Éditorial : L’hypocrisie politique

Depuis les dernières élections législatives, la famille du mouvement populaire n’a pas cessé de caresser les plus folles ambitions. Des appétences qu’il faut prendre au sens figuré dans la mesure où la loi du nombre justifie leur gourmandise politique. L’addition des députés du MP, MNP et l’UD donne une position de leader confortable au pôle haraki dans l’hémicycle.
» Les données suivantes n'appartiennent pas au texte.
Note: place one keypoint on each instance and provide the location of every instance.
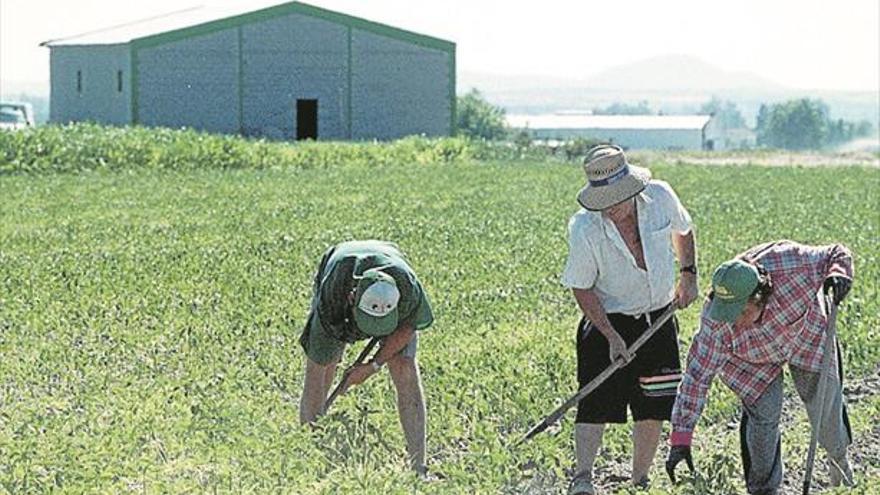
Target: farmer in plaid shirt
(764, 311)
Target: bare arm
(391, 345)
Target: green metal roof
(188, 23)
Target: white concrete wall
(647, 139)
(289, 58)
(191, 83)
(398, 88)
(100, 100)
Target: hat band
(611, 180)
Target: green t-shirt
(335, 280)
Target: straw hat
(610, 178)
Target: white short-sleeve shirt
(598, 258)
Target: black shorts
(648, 384)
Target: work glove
(840, 286)
(677, 454)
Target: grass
(149, 322)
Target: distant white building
(290, 71)
(649, 132)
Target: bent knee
(403, 366)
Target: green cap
(375, 302)
(733, 283)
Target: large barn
(288, 71)
(652, 132)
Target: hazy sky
(807, 44)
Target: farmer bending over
(621, 267)
(366, 289)
(764, 311)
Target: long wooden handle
(599, 380)
(820, 391)
(341, 385)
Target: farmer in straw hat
(764, 310)
(623, 245)
(366, 289)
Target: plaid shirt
(790, 330)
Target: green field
(149, 322)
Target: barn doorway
(306, 119)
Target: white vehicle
(14, 116)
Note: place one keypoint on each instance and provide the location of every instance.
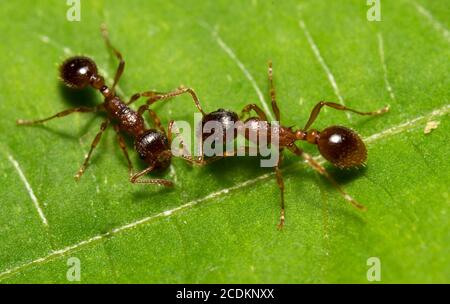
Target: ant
(339, 145)
(152, 145)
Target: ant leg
(154, 96)
(150, 94)
(153, 116)
(316, 110)
(275, 108)
(320, 169)
(57, 115)
(179, 91)
(96, 140)
(255, 108)
(158, 181)
(121, 66)
(123, 147)
(280, 183)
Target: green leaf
(219, 223)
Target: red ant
(152, 145)
(339, 145)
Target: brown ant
(152, 145)
(339, 145)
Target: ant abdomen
(152, 147)
(342, 147)
(77, 71)
(221, 119)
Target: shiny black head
(76, 72)
(224, 120)
(342, 147)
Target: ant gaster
(152, 145)
(339, 145)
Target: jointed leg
(96, 140)
(153, 116)
(149, 94)
(158, 181)
(320, 169)
(121, 66)
(255, 108)
(57, 115)
(179, 91)
(123, 147)
(275, 108)
(154, 96)
(316, 110)
(280, 183)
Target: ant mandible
(152, 145)
(339, 145)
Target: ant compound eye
(77, 71)
(342, 147)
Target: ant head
(342, 147)
(77, 71)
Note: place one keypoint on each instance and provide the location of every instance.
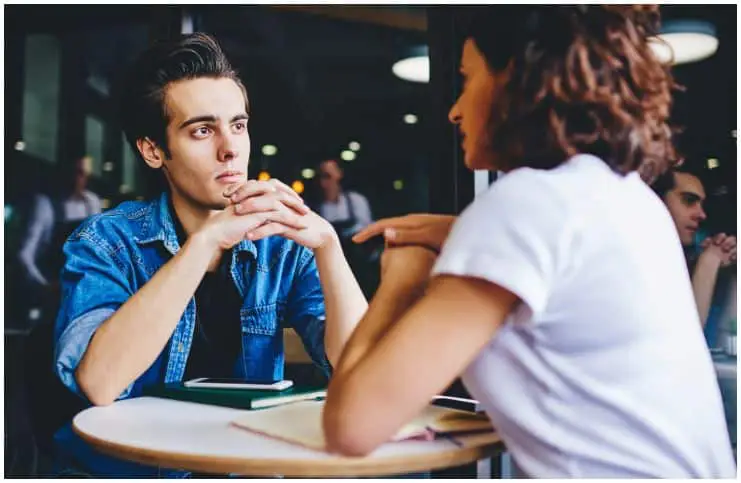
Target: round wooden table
(196, 437)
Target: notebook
(301, 423)
(236, 398)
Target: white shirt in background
(602, 370)
(339, 211)
(41, 228)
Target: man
(684, 195)
(52, 219)
(193, 284)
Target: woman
(560, 295)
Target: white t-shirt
(602, 370)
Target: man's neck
(191, 218)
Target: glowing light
(298, 186)
(269, 150)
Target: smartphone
(224, 383)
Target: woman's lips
(230, 178)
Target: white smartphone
(224, 383)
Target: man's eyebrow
(196, 119)
(691, 195)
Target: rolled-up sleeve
(94, 286)
(306, 312)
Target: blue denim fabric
(112, 255)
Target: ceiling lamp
(684, 41)
(415, 67)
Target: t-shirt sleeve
(509, 236)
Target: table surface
(196, 437)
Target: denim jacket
(113, 254)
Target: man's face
(685, 205)
(207, 139)
(329, 175)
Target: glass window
(41, 96)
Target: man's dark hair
(584, 80)
(192, 56)
(667, 181)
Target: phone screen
(225, 380)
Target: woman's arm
(386, 377)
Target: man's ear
(152, 154)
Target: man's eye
(202, 131)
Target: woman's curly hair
(583, 80)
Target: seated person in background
(193, 284)
(52, 220)
(561, 293)
(684, 195)
(348, 211)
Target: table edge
(336, 466)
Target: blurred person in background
(561, 294)
(348, 212)
(707, 257)
(53, 218)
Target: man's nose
(228, 150)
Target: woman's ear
(152, 154)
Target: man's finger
(729, 243)
(266, 230)
(256, 188)
(719, 238)
(269, 202)
(288, 218)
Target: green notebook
(236, 398)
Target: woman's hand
(421, 229)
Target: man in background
(684, 195)
(53, 218)
(348, 212)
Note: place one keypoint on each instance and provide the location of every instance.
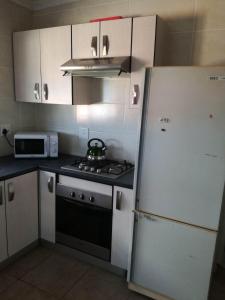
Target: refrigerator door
(182, 168)
(172, 259)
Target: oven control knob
(91, 199)
(81, 196)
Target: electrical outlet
(5, 126)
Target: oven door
(84, 227)
(30, 146)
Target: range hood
(102, 67)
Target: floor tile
(23, 291)
(97, 284)
(5, 281)
(57, 274)
(28, 262)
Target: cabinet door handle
(94, 45)
(1, 195)
(118, 200)
(105, 42)
(135, 93)
(50, 184)
(45, 89)
(36, 91)
(11, 191)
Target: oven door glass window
(83, 226)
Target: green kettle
(96, 152)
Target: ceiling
(40, 4)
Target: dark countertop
(11, 167)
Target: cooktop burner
(105, 168)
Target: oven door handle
(80, 204)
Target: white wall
(20, 116)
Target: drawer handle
(1, 195)
(94, 43)
(135, 94)
(11, 192)
(45, 88)
(118, 200)
(50, 184)
(105, 42)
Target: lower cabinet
(3, 239)
(123, 204)
(47, 205)
(21, 194)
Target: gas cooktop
(104, 168)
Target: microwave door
(31, 147)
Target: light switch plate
(5, 126)
(83, 133)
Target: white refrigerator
(180, 183)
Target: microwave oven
(35, 144)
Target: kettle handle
(95, 139)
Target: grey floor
(46, 274)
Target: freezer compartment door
(172, 259)
(183, 152)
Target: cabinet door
(172, 259)
(21, 211)
(115, 38)
(123, 205)
(26, 47)
(3, 240)
(47, 205)
(55, 51)
(85, 40)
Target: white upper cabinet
(3, 239)
(55, 51)
(85, 40)
(38, 55)
(102, 39)
(26, 46)
(21, 211)
(115, 38)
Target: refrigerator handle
(118, 200)
(139, 214)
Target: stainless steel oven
(84, 220)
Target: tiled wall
(196, 36)
(112, 120)
(20, 116)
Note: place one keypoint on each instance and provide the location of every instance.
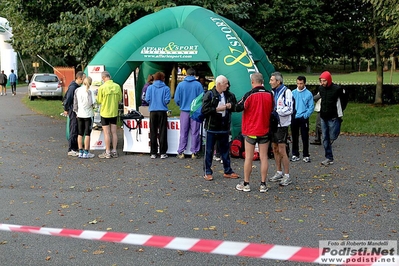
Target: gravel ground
(354, 199)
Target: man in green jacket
(109, 95)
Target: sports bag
(196, 108)
(237, 146)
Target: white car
(44, 85)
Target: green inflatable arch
(185, 34)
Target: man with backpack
(217, 107)
(257, 105)
(186, 92)
(284, 109)
(333, 103)
(73, 149)
(304, 106)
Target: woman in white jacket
(83, 107)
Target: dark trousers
(158, 126)
(318, 128)
(73, 131)
(300, 125)
(13, 87)
(223, 143)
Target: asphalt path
(354, 199)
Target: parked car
(44, 85)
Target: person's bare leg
(277, 156)
(87, 142)
(107, 138)
(264, 163)
(114, 137)
(249, 155)
(80, 145)
(284, 157)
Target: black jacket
(329, 98)
(213, 120)
(69, 96)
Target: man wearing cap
(331, 112)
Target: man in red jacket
(257, 105)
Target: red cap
(327, 76)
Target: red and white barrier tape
(264, 251)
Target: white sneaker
(295, 158)
(263, 189)
(240, 186)
(276, 177)
(73, 153)
(327, 162)
(285, 181)
(88, 155)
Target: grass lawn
(351, 78)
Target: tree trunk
(379, 65)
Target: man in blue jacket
(186, 92)
(304, 107)
(13, 82)
(73, 149)
(158, 98)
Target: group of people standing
(12, 78)
(293, 108)
(78, 105)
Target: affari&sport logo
(355, 252)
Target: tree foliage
(389, 10)
(294, 33)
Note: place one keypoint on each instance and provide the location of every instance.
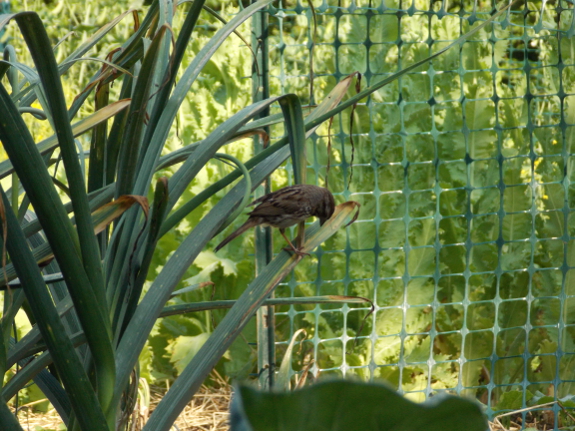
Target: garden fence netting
(465, 242)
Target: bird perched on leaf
(287, 207)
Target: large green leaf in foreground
(350, 406)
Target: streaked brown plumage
(287, 207)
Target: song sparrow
(287, 207)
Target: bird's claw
(296, 251)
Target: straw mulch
(539, 417)
(208, 411)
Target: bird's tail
(248, 224)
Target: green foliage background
(463, 169)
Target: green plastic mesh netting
(465, 241)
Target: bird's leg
(300, 235)
(292, 247)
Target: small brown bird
(287, 207)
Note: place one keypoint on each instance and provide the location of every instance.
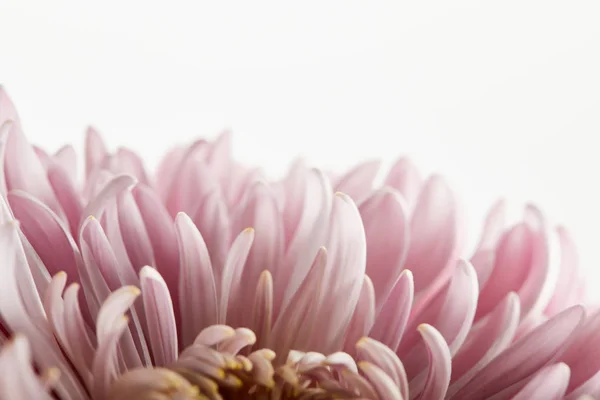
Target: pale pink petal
(66, 158)
(512, 265)
(343, 276)
(14, 314)
(260, 212)
(296, 322)
(213, 221)
(433, 234)
(193, 181)
(404, 177)
(590, 387)
(391, 321)
(358, 182)
(488, 337)
(440, 364)
(166, 171)
(451, 312)
(310, 235)
(46, 233)
(232, 273)
(4, 130)
(133, 232)
(364, 315)
(386, 226)
(163, 238)
(19, 381)
(95, 150)
(293, 188)
(525, 356)
(380, 355)
(25, 172)
(8, 111)
(131, 164)
(382, 383)
(160, 317)
(109, 192)
(548, 384)
(67, 195)
(197, 290)
(567, 279)
(262, 312)
(583, 355)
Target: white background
(502, 97)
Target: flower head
(207, 281)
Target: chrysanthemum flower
(206, 281)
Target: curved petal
(197, 290)
(526, 356)
(451, 312)
(160, 317)
(386, 226)
(358, 182)
(548, 384)
(343, 276)
(440, 364)
(404, 177)
(391, 321)
(433, 234)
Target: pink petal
(95, 150)
(583, 355)
(548, 384)
(364, 315)
(14, 314)
(133, 232)
(512, 264)
(25, 172)
(262, 312)
(19, 380)
(567, 280)
(66, 158)
(110, 191)
(343, 276)
(8, 111)
(212, 219)
(385, 220)
(160, 317)
(193, 181)
(590, 387)
(391, 321)
(380, 355)
(166, 171)
(296, 323)
(67, 195)
(404, 177)
(232, 273)
(197, 290)
(438, 376)
(358, 182)
(162, 236)
(525, 356)
(451, 312)
(433, 233)
(310, 235)
(381, 382)
(490, 336)
(130, 163)
(46, 233)
(260, 212)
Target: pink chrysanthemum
(251, 289)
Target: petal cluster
(206, 280)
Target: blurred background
(503, 98)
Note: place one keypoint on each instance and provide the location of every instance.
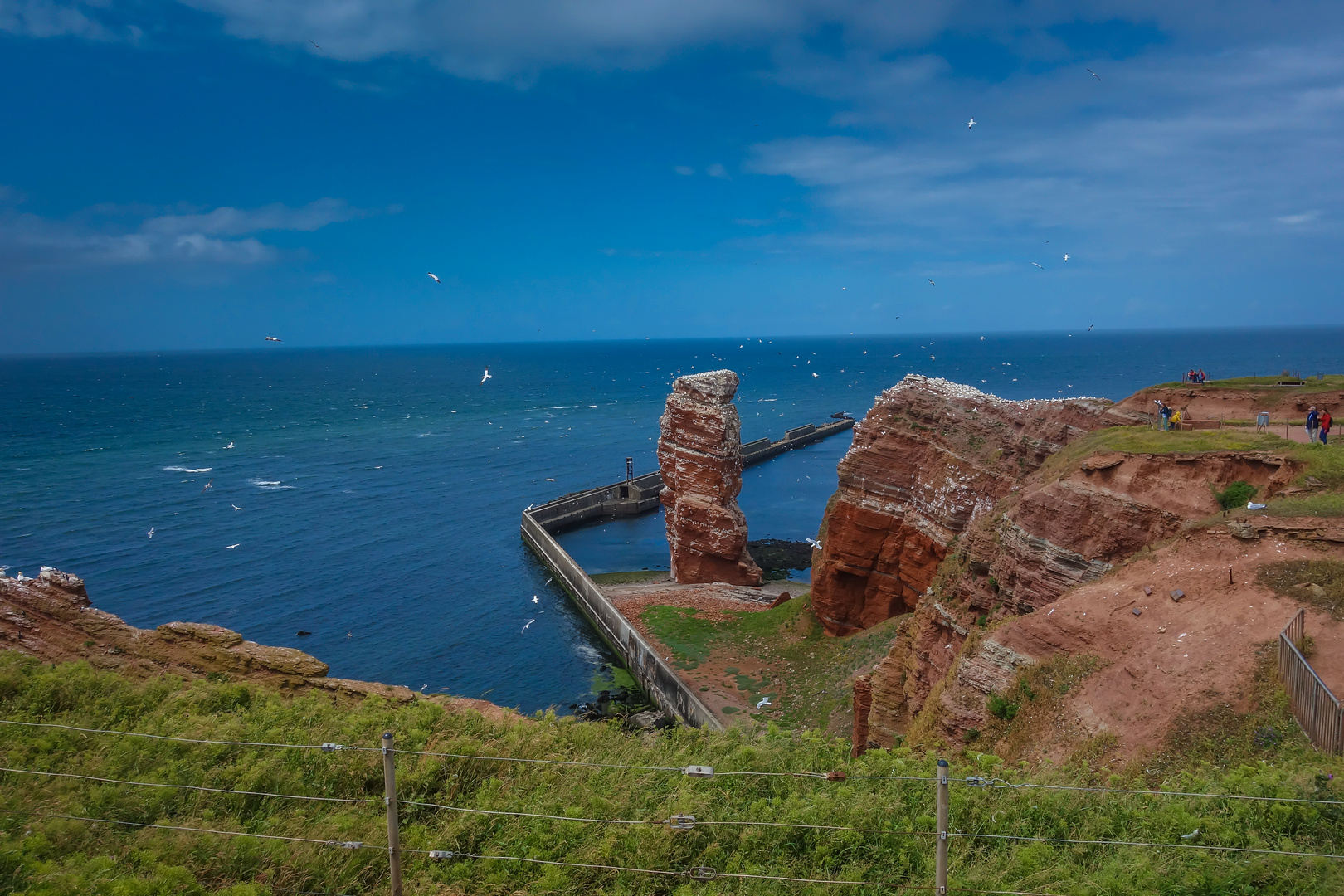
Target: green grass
(637, 577)
(51, 856)
(815, 668)
(1285, 575)
(1332, 382)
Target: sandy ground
(1176, 655)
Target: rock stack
(700, 460)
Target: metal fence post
(394, 855)
(941, 868)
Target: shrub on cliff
(1235, 494)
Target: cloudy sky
(207, 173)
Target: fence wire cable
(1003, 785)
(1125, 843)
(212, 790)
(670, 874)
(187, 740)
(665, 821)
(541, 762)
(225, 833)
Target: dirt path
(1176, 655)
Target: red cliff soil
(1213, 402)
(52, 620)
(926, 462)
(1174, 659)
(700, 460)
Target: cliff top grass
(889, 820)
(802, 672)
(1322, 462)
(1332, 382)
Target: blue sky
(205, 173)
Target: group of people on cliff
(1319, 426)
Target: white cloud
(218, 236)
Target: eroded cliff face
(1062, 525)
(700, 460)
(928, 461)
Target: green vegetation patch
(1235, 494)
(67, 857)
(1294, 579)
(806, 674)
(637, 577)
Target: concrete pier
(637, 494)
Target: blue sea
(373, 494)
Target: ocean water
(378, 490)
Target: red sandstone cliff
(930, 458)
(700, 460)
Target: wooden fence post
(941, 868)
(394, 853)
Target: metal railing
(1315, 707)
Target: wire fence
(944, 835)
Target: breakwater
(637, 494)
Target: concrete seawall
(655, 676)
(637, 494)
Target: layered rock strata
(928, 461)
(700, 460)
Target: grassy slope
(45, 855)
(1322, 462)
(810, 672)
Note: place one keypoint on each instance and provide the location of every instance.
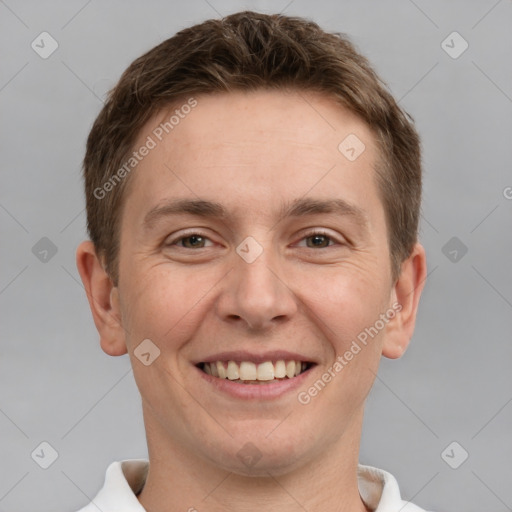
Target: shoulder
(380, 491)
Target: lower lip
(274, 389)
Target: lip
(255, 357)
(272, 390)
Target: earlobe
(103, 299)
(406, 293)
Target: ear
(103, 299)
(405, 295)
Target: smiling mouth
(247, 372)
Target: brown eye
(192, 241)
(318, 240)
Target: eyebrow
(298, 208)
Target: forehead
(266, 146)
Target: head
(274, 147)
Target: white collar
(125, 479)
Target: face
(248, 236)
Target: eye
(317, 240)
(191, 241)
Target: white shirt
(125, 479)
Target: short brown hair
(249, 51)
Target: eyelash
(310, 234)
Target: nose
(255, 295)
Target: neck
(179, 480)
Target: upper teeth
(246, 370)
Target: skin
(252, 153)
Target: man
(253, 197)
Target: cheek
(344, 302)
(166, 305)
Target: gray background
(453, 384)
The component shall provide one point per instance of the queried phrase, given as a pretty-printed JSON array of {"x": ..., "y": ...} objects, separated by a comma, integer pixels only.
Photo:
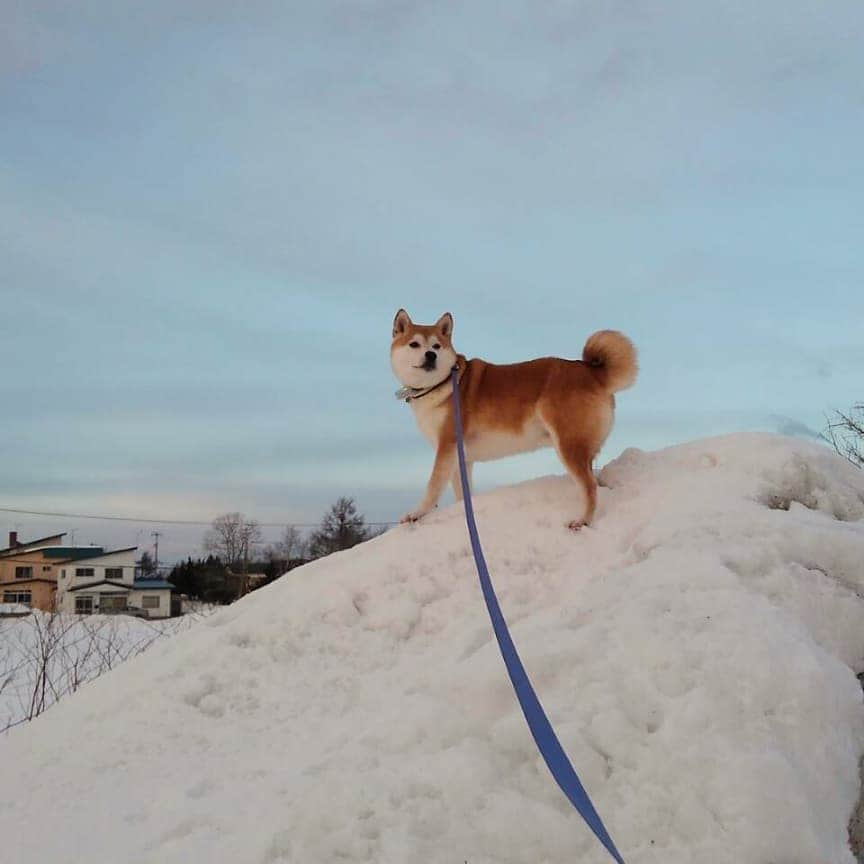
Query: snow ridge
[{"x": 696, "y": 651}]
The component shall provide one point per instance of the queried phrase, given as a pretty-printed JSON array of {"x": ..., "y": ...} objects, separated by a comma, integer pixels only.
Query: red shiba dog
[{"x": 550, "y": 402}]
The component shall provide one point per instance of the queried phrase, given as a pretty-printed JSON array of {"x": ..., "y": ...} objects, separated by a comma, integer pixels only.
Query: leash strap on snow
[{"x": 544, "y": 735}]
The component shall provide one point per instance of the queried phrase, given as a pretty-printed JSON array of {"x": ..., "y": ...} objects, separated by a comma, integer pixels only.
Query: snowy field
[
  {"x": 696, "y": 650},
  {"x": 46, "y": 657}
]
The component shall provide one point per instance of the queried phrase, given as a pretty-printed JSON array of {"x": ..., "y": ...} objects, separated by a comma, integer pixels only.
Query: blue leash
[{"x": 544, "y": 735}]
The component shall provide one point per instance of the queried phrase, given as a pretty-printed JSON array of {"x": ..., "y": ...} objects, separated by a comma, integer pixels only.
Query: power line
[{"x": 198, "y": 522}]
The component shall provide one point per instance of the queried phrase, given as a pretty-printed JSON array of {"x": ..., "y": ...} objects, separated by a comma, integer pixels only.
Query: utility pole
[{"x": 157, "y": 535}]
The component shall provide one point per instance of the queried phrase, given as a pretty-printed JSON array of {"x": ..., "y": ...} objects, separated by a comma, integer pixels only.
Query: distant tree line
[
  {"x": 845, "y": 433},
  {"x": 234, "y": 565}
]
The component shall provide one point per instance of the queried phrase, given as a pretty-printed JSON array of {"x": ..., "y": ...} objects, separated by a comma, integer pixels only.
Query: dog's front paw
[{"x": 414, "y": 516}]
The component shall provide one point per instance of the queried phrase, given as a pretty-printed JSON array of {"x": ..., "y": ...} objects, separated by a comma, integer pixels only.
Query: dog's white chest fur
[
  {"x": 488, "y": 445},
  {"x": 492, "y": 445},
  {"x": 429, "y": 417}
]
Sauf que cette arithmétique ne pouvait pas prévaloir au moment de la constitution du gouvernement Jettou aux lendemains du 27 septembre. D’abord le décompte de la mouvance ne comportait pas autant de députés qu’aujourd’hui puisque leur nombre s’est agrandi au fil du temps grâce à la magie du nomadisme. À tel point que l’UD n’avait pas été sollicitée pour participer au gouvernement et que le MNP et le MP se sont présentés en rangs dispersés. Et puis, la mouvance populaire unifiée s’est constituée il y a à peine quelques semaines pour prétendre à une représentation gouvernementale et parlementaire conséquente et immédiate. C’est dire qu’il souffle comme un vent de folie chez les lions politiques de l’Atlas. D’autant plus que les rumeurs d’un remaniement ministériel courent comme ces derniers temps aussi rapidement que les noms des éventuels ministrables. Mieux encore plusieurs noms ont été cités pour postuler à la Primature à la place de Jettou comme s’il suffisait de lancer une rumeur pour être désigné. C’est à croire que ces gens de la politique ignorent tout des règles du droit constitutionnel marocain. L’article 24 est pourtant clair puisqu’il stipule que c’est SM le Roi qui nomme le Premier ministre et que par conséquent il n’y a pas de place de candidature à la candidature. C’est pour cela que l’on s’étonne qu’un homme, aussi rompu à la chose politique, puisse mener campagne pour devenir Premier ministre. Hassan Abouyoub , de surcroît ambassadeur, a en effet multiplié des sorties ces derniers temps comme s’il battait campagne. De portrait élogieux dans une certaine presse aux visites de courtoisie à des officiels, Abouyoub avait un agenda bien rempli pour meubler sa visite au Maroc. Certes, il est donné favori mais on n’a jamais vu un politique postuler au poste de Premier ministre par voie de presse. Il est vrai qu’il n’est pas le seul à jouer à ce jeu face à un gouvernement qui brille par ses contrastes politiques et technocratiques. Mais on ne comprend pas cette hérésie politique de personnes qui savent pertinemment qu’en s’affichant de telle sorte , ils annihilent toute chance d’atteindre leur objectif. Pour la bonne raison , et on ne le rappellera jamais assez , que c’est le Souverain qui nomme le Premier ministre et non pas la presse. Il est vrai que tout le monde pense que face à la conjoncture actuelle et aux multiples défis que connaît notre pays, un remaniement serait salutaire, voire indispensable.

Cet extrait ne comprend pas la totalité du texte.